Do you know that feeling when a 9ft donkey with bowling balls on its hooves kicks you in the stomach?!...Yeah?! Well for me change the donkey to an elephant and you’ll get the jist!
...but why I hear you ask?
Well it all started by watching to many Facebook videos.
You all know that your devices (Laptops, Mobiles ect) collect information about you and what you look at online, then send you ads on Facebook based on this information. You all remember the ‘Cambridge Analytica’ scandal from a few years ago when Facebook was selling our information to political parties to help them get votes.
And if not, you’ve all noticed that if your curious one day about the cost of a new sofa because yours is getting a bit worn and shabby, and you google it, you get DFS ‘Half-Price’ Sale adverts on your Facebook for about 3 months afterwards.
So recently I’ve been Googling sportswear clothing and shoes to try and find companies and brands that fit my ample frame. In doing this my Facebook News page is now littered with ads about KETO Diets, Running groups in Reykjavik....and Fitness Videos!
Now I actively ignore 95% of these ads...but last week I stupidly clicked on one and that’s what’s caused the planet sized suplex to my midsection.
It was a video about a guy who did a 100 sit-ups a day challenge for 30 days. Now before the ‘I know better’ brigade start telling me ‘It’s too early to be thinking about abs’ etc etc....that’s not why I’m deciding to attempt it.
I have a problem with the my L4-L5 in my lower spine and to try and avoid surgery for a few years, if I try and strengthen the muscles in my lower back they will help protect my injury. Now ab crunches are a great exercise to help with this.
So I decided to commit, and my wife wants to help and join in too which is great.
My wife is going first. So I hold her feet and she’s away with all the confidence of a 4 year old in a Batman costume....now not only is she doing crunches, she chucking in Russian Twists and full sit-ups for fun. Less than 4 mins later its finished...she made it look as easy as Kerry Katona on a night out.....Right! My turn!

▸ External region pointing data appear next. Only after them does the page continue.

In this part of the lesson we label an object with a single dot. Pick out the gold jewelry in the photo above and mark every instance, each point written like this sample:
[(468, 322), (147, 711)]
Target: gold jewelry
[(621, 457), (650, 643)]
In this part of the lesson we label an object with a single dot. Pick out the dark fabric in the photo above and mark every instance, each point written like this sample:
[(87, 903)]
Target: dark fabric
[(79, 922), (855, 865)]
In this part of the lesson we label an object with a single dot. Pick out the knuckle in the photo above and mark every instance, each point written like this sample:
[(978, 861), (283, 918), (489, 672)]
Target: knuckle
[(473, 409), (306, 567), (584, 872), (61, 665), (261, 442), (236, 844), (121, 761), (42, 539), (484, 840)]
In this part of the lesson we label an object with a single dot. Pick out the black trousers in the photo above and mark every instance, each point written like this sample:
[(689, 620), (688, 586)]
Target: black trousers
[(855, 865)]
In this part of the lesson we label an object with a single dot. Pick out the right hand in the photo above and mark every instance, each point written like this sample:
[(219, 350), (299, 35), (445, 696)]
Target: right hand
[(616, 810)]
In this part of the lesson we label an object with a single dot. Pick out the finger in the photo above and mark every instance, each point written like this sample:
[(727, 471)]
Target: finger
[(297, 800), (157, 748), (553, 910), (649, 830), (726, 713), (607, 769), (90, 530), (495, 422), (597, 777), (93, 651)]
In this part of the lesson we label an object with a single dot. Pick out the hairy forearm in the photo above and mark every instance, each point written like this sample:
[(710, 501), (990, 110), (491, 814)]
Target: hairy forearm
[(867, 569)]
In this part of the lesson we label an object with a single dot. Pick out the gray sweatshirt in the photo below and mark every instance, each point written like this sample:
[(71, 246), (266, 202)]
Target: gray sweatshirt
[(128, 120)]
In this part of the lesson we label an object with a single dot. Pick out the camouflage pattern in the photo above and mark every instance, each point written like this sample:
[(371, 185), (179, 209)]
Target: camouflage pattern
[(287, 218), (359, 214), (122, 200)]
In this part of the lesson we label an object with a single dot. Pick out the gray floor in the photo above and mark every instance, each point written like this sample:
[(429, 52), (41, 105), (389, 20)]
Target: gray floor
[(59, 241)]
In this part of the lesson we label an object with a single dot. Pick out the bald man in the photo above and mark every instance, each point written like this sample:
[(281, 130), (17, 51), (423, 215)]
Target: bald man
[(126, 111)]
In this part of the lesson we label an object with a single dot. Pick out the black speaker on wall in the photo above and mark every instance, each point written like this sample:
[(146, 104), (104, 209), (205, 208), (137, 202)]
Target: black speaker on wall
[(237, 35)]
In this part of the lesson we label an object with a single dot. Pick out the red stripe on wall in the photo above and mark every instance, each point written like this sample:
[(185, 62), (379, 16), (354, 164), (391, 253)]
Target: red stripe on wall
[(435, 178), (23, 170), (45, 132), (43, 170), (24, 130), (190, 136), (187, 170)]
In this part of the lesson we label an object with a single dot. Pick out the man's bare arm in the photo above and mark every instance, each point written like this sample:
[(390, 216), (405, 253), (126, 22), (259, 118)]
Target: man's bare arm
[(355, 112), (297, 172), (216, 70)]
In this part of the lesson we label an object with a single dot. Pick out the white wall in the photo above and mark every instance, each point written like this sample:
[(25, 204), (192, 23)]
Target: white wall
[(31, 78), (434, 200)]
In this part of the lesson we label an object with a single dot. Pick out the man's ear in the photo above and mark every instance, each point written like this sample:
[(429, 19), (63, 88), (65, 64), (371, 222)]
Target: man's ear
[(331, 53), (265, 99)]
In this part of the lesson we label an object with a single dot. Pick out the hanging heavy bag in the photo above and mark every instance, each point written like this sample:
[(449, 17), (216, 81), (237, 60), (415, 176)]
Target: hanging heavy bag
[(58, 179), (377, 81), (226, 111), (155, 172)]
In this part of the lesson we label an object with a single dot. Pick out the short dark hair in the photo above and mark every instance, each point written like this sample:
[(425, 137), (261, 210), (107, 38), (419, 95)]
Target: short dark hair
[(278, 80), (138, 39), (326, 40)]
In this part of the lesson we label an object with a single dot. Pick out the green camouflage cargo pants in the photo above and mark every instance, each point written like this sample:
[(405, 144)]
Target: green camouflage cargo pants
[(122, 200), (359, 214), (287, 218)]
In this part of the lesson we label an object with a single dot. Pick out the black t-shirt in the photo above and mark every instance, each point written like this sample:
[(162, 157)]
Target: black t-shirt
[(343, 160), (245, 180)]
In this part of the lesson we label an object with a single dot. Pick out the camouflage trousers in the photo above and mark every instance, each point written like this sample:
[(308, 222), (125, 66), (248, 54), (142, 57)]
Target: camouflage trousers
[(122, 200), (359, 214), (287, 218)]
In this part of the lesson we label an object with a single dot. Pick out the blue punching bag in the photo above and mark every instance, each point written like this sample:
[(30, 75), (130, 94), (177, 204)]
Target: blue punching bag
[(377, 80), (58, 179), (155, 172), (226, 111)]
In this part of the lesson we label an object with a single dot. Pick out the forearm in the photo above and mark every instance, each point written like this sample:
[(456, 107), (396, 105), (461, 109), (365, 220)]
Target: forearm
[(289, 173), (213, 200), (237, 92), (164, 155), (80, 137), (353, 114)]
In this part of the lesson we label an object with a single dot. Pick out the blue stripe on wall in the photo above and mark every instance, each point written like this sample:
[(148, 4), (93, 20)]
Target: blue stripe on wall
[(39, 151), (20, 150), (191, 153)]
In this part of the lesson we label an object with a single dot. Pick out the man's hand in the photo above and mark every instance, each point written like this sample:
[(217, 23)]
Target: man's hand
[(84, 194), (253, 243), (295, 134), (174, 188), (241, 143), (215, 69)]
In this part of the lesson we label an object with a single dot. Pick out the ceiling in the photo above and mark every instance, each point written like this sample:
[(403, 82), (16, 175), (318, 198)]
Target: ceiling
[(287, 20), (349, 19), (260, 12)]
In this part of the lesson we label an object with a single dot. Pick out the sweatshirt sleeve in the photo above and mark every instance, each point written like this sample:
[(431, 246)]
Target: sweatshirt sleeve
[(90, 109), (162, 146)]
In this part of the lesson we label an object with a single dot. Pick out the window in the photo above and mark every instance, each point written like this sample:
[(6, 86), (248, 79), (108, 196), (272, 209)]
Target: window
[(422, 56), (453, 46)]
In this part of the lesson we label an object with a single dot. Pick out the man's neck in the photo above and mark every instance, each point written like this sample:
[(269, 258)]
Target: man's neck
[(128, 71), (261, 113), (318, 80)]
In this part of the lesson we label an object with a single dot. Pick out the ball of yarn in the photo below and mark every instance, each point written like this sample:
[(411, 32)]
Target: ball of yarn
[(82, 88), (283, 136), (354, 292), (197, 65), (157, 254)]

And I’m off!....after the first 5 I was OK, after 10 bit of a strain, after 20.....KILL ME! KILL ME NOW! By the time I hit 50 crunches I even contemplated shitting myself so I didn’t have to finish!

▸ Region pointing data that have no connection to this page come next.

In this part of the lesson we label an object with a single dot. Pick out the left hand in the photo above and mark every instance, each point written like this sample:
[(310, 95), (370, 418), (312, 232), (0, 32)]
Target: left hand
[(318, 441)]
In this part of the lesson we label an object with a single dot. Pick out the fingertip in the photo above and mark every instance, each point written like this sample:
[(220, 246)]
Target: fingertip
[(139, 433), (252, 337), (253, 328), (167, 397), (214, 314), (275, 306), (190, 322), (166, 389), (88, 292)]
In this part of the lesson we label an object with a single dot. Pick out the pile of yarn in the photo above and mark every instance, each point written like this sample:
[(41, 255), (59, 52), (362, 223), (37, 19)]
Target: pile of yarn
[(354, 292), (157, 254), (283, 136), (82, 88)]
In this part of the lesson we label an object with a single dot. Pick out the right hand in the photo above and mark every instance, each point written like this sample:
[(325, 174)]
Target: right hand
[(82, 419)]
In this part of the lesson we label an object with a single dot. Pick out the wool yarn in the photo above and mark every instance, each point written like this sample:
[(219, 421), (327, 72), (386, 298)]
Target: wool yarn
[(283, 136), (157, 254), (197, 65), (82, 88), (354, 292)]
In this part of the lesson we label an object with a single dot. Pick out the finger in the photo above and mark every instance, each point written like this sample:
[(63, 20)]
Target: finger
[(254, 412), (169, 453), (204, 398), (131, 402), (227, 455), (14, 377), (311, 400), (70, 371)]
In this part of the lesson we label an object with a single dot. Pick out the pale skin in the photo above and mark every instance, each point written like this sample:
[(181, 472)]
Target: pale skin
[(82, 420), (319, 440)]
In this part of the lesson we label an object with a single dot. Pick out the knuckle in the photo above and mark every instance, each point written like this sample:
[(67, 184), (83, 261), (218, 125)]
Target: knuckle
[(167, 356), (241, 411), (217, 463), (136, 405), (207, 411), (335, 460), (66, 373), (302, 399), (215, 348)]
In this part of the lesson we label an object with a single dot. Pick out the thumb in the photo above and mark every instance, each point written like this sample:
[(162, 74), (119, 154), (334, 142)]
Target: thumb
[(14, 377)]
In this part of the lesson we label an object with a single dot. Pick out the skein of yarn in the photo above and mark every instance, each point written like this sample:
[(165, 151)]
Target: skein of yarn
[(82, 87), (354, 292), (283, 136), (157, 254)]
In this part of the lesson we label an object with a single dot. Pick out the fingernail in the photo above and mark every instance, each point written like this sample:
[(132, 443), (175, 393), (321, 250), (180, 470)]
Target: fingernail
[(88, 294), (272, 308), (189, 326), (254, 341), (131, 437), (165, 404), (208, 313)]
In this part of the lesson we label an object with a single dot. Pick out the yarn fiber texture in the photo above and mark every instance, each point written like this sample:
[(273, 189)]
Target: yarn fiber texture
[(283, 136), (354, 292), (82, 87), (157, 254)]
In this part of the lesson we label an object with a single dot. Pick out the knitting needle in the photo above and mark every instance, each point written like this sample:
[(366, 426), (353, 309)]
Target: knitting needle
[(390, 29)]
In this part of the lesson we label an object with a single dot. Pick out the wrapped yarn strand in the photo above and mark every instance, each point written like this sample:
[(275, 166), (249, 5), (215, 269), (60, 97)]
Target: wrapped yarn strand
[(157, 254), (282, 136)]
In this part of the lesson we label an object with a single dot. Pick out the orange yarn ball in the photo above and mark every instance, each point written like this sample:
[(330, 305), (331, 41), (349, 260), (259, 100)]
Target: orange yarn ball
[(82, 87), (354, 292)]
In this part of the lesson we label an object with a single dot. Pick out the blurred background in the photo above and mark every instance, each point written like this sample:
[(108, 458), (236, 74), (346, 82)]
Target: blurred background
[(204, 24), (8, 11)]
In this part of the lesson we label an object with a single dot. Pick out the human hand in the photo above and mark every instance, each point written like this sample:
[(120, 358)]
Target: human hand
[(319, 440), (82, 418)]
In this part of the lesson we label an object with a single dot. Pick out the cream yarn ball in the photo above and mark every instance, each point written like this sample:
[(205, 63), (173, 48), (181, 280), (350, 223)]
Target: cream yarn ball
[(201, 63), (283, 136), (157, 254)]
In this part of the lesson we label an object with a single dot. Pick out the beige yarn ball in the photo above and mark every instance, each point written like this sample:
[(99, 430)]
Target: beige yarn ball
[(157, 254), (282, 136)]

100!......Phew I did it! It took a while and I didn’t have the grace of my beautiful wife but I did it.
I am glad that my wife decided to do the challenge too because watching her just fuels me to be better...and that’s exactly what I need.
So that’s why I’m sitting here (uncomfortably) writing this and drinking a protein shake for breakfast hoping that it helps with the pain....and hopefully I won’t need a number 2 today, because that gonna hurt!